Aus dem weiteren Threadverlauf kann ich auch nichts nützliches/funktionierendes entnehmen 

Die Webcam ist übrigens die Linq 16.0 Mega Pixel Webcam RW-16 (falls das irgendwas bringt), im Geräte-Manager wird Sie "Vimicro USB2.0 UVC PC Camera" genannt. Die Webcam funktioniert mit den mitgelieferten Programmen einwandfrei, also kann es (eigentlich) nicht an Ihr liegen  

Viele Grüße
manu


----------



## L-ectron-X (24. Apr 2010)

Klingt danach, dass du dein Applet signieren musst, falls du an irgendeiner Stelle in Applet benutzt.


----------



## ankmanu (24. Apr 2010)

Ja aber wo und wie sollte ich das machen??

Viele Grüße
manu


----------



## L-ectron-X (24. Apr 2010)

Benutzt du denn ein Applet? Sicher für die Anzeige deines Webcam-Streams im Internet, oder?
In den FAQs findest du einen Beitrag, wie man Applets signiert und in HTML-Seiten einbindet.

Falls es das nicht war, musst du noch mal nachhaken.


----------



## ankmanu (24. Apr 2010)

Nein, ich will das ganze nicht einbinden, es soll einfach ein Programm werden, was ein Bild aufnimmt und speichert.

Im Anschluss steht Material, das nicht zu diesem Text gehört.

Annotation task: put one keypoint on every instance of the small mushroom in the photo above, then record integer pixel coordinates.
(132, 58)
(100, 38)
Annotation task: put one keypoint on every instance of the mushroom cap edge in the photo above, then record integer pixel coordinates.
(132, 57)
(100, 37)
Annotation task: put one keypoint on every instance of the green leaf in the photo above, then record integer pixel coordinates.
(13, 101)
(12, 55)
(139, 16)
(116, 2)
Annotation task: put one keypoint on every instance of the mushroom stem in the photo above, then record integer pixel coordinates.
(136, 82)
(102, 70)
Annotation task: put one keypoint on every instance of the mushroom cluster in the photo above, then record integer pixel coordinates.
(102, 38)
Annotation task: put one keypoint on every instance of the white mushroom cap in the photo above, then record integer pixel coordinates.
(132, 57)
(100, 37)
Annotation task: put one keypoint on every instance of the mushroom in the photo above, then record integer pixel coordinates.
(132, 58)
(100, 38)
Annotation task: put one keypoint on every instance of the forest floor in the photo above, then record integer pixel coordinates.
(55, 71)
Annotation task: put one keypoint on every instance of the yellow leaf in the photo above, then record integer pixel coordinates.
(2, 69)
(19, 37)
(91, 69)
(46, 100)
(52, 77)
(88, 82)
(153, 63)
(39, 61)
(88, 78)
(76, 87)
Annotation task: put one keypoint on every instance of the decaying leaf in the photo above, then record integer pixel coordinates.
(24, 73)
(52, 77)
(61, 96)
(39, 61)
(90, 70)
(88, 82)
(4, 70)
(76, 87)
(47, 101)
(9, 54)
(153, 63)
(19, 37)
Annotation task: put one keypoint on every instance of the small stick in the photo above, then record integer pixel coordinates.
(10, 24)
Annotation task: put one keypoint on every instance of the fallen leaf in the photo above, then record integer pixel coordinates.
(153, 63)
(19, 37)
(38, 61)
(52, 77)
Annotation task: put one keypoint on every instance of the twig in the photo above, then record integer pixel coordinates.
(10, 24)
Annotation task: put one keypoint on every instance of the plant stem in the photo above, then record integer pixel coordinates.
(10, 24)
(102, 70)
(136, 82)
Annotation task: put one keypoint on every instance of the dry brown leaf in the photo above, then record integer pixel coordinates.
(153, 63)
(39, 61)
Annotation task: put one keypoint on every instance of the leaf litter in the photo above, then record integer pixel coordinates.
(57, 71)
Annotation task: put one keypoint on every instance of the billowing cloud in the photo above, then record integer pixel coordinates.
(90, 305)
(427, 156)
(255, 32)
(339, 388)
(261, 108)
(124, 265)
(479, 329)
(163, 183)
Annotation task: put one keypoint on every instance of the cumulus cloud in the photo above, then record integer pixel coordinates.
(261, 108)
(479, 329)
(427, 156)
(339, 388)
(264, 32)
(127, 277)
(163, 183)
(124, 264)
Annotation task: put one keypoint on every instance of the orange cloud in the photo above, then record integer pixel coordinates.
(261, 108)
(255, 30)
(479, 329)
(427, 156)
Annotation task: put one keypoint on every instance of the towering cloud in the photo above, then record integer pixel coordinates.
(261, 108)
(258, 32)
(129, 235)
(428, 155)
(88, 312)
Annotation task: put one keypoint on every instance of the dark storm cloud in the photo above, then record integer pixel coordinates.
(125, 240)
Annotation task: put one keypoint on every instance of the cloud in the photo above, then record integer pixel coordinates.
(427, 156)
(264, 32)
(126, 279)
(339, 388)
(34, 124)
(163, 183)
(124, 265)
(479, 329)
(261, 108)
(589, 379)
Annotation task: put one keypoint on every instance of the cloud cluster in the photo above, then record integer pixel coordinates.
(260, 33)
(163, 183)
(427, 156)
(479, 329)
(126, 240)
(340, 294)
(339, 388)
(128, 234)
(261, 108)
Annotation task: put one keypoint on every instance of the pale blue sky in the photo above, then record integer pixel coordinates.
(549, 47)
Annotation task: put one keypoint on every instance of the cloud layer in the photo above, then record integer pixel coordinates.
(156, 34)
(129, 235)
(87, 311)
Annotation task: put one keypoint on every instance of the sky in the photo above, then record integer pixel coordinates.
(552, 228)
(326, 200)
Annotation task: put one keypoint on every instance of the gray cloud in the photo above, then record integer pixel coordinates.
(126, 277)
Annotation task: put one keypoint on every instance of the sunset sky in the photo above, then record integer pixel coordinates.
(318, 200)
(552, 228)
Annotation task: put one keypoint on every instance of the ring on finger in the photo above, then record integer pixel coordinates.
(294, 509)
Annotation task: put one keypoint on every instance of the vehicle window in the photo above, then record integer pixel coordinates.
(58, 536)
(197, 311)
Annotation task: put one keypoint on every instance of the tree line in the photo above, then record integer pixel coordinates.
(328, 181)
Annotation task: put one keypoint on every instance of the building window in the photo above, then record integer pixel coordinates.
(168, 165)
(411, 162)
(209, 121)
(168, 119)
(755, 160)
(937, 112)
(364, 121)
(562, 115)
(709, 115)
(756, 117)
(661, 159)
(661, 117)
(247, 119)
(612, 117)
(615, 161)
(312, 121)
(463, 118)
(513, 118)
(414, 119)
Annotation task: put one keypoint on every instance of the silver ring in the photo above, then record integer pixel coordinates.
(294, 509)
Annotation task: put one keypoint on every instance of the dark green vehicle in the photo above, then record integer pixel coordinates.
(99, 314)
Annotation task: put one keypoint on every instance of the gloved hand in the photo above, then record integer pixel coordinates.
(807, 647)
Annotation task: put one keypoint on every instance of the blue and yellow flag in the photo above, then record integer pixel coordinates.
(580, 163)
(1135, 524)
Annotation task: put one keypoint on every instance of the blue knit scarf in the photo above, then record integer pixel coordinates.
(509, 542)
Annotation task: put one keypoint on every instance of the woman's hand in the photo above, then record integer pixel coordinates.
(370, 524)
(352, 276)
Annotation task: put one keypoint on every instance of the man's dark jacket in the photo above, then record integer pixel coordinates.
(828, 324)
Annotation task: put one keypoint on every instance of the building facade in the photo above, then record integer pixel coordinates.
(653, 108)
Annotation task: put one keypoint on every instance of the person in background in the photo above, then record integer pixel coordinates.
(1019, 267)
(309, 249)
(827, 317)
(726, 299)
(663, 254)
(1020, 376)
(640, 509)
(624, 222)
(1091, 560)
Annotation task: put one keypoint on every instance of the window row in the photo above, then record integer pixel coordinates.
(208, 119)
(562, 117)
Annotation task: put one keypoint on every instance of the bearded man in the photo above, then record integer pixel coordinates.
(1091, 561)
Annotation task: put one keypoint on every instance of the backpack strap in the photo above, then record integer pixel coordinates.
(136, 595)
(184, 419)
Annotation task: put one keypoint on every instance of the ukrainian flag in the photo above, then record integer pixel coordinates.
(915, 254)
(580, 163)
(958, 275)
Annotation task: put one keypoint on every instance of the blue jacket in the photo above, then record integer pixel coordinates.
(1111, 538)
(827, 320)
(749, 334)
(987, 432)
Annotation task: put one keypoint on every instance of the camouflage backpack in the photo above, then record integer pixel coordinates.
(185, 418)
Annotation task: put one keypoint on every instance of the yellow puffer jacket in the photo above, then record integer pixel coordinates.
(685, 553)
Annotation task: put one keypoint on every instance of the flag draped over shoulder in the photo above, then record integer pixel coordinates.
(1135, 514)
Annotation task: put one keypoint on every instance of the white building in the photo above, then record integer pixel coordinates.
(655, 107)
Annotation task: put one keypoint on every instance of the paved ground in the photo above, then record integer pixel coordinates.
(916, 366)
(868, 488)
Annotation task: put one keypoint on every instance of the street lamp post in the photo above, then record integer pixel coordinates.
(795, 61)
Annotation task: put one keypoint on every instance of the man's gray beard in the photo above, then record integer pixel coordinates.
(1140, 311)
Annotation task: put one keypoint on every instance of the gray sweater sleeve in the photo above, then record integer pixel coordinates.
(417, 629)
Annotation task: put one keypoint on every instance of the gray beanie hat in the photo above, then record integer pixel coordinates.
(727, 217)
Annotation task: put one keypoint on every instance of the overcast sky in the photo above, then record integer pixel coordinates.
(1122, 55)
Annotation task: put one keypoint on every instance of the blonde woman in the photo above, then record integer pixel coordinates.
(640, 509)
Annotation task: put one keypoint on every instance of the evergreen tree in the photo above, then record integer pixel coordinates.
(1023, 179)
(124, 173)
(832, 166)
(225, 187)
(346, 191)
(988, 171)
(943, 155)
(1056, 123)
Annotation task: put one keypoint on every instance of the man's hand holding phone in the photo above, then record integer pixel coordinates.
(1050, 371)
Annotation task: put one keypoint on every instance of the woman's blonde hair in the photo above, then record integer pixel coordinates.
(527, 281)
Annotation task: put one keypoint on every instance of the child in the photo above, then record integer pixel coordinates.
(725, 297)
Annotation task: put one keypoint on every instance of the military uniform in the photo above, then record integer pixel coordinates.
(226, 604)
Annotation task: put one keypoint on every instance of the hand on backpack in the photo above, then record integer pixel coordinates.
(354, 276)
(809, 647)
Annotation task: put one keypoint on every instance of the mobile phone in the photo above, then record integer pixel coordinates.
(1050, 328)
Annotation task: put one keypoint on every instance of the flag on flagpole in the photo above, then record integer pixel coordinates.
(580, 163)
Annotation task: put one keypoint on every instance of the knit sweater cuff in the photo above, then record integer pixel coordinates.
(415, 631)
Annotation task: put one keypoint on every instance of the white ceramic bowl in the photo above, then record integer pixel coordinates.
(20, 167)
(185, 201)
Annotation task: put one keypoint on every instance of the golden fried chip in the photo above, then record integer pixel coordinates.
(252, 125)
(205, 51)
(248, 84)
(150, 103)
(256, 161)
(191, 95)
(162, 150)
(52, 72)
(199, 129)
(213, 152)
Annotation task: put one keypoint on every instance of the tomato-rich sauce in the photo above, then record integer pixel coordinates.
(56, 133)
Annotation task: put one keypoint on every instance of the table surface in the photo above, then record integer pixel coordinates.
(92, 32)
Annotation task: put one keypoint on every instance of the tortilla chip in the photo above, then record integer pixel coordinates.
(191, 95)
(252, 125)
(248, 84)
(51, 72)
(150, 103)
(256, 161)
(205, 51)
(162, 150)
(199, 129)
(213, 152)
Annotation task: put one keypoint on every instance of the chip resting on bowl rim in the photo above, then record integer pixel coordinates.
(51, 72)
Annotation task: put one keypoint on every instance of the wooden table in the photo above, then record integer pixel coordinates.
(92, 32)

Es muss eben auch kein Applet sein (wäre sogar besser wenn nicht) sondern es muss nur funktionieren! 

Viele Grüße
manu


----------



## L-ectron-X (24. Apr 2010)

Aha, und wozu sind dann die Zeilen 8-17 in AllowCapture.java drin?
Halte dich erstmal an den Beispielcode, bevor du anfängst, ihn zu modifizieren.

Und noch was: Vermeide unbedingt die Mischung von AWT- und Swing-GUI-Komponenten, das könnte mal Probleme bei der Anzeige geben. Das wurde im Beispielcode im Link verkehrt gemacht.


----------



## ankmanu (25. Apr 2010)

Hi,

naja das mit den Zeilen 8-17 war nur als Versuch. Im Thread steht, das man den Code in ein Applet "überstetzen" kann, das würde ich auch gerne machen.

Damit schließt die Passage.